Wednesday, August 19, 2009

Fitzcarraldo Redux

The open-air cinema at Parc de la Villette wound up for another year the other night. It went out on a fittingly high note, with Werner Herzog's Fitzcarraldo, the B-movie par excellence, a film whose garish wash of second-hand accents and cutprice larger-than-life figures ought to have made it the quintessential Europudding. But it's a surprisingly sophisticated parable on the folly of industrial filmmaking and the maddening need for compromise and tolerance in order to mount the damn thing. Herzog, like his contemporary and countryman Fassbinder had - and still has - an instinctive feel for welding themes to robust, physical drama. Lars Von Trier (along with, perhaps, Tsai Ming-Liang) is one of the few filmmakers like that left though Von Trier is a great deal more calculating than the humanist cynics Herzog or Fassbinder.

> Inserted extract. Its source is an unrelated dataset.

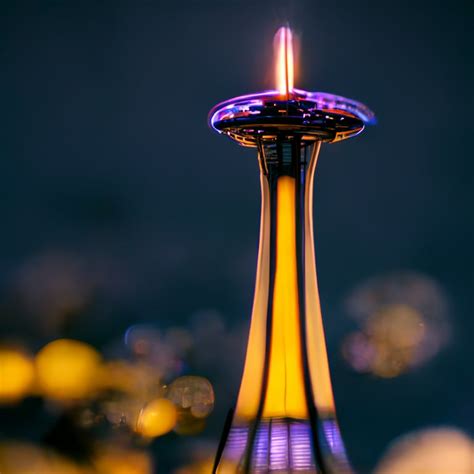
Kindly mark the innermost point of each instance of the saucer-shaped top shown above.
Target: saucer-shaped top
(269, 115)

The film also reminded me of a passage in a recent lengthy review of Peter Ackroyd's Thames: Sacred River by Iain Sinclair (that pairing strikes me as akin to the Beatles reviewing the Stones).

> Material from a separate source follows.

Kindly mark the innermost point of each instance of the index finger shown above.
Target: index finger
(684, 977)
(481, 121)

The corpse-fishers of Our Mutual Friend were recast as heritage television, while planning regulations for the Isle of Dogs, that unlucky swamp, were shredded for the construction of a shelf of towers. Michael Heseltine, a wild-haired, mad-eyed visionary (Klaus Kinski to Margaret Thatcher’s Werner Herzog), pushed Docklands across the Thames to the East Greenwich Peninsula, Bugsby’s Marshes. The obsessive, neurotic and delusional Millennium Dome concept was a remake of Fitzcarraldo, a film in which suborned natives (expendable extras) drag a paddle-steamer over a steep hill in order to get around an inconvenient bend in the river, the point being to bring Caruso, one of the gods of opera, to an upstream trading post. An insane achievement mirrored in the rebranding of the Dome, after its long and expensive limbo, as the O2 Arena: a popular showcase for cryogenic rock acts, artists presumed dead or missing in action, for Norma Desmond divas and the real Michael Jackson, a trembling skin-graft mask cursed with eternal youth. Parrot-scream arias and the cough of angry engines, as punters try to exit the gridlocked car park, carry across a broad expanse of oily water. Thames, Amazon, Congo: crumbling regimes like nothing better than a rumble in the jungle. A world-class photo-opportunity summit in some hangar on the edge of a dock, between old railway lines and a new airport. A major exclusion zone around a place nobody has any good reason to visit. A geography that only makes sense when viewed from a helicopter.

And there was a challenge to Herzog's own established modus operandi with his f(r)iend and regular collaborator Klaus Kinski. The Indians who played extras in the film offered to rid him of the troublesome leading man. But, no, that would be for another film. At least Herzog managed to channel the animosity towards Kinski to good effect.




1 comments:

Gaw said...

Excellent passage - and fancy finding such a brilliant analogy lying around like that. I will never see Hezza in the same light.

Funnily enough I've just been reading about how Herzog was shot in the course of an interview but carried on as if nothing had happened: 'it is not significant'. It's on YouTube.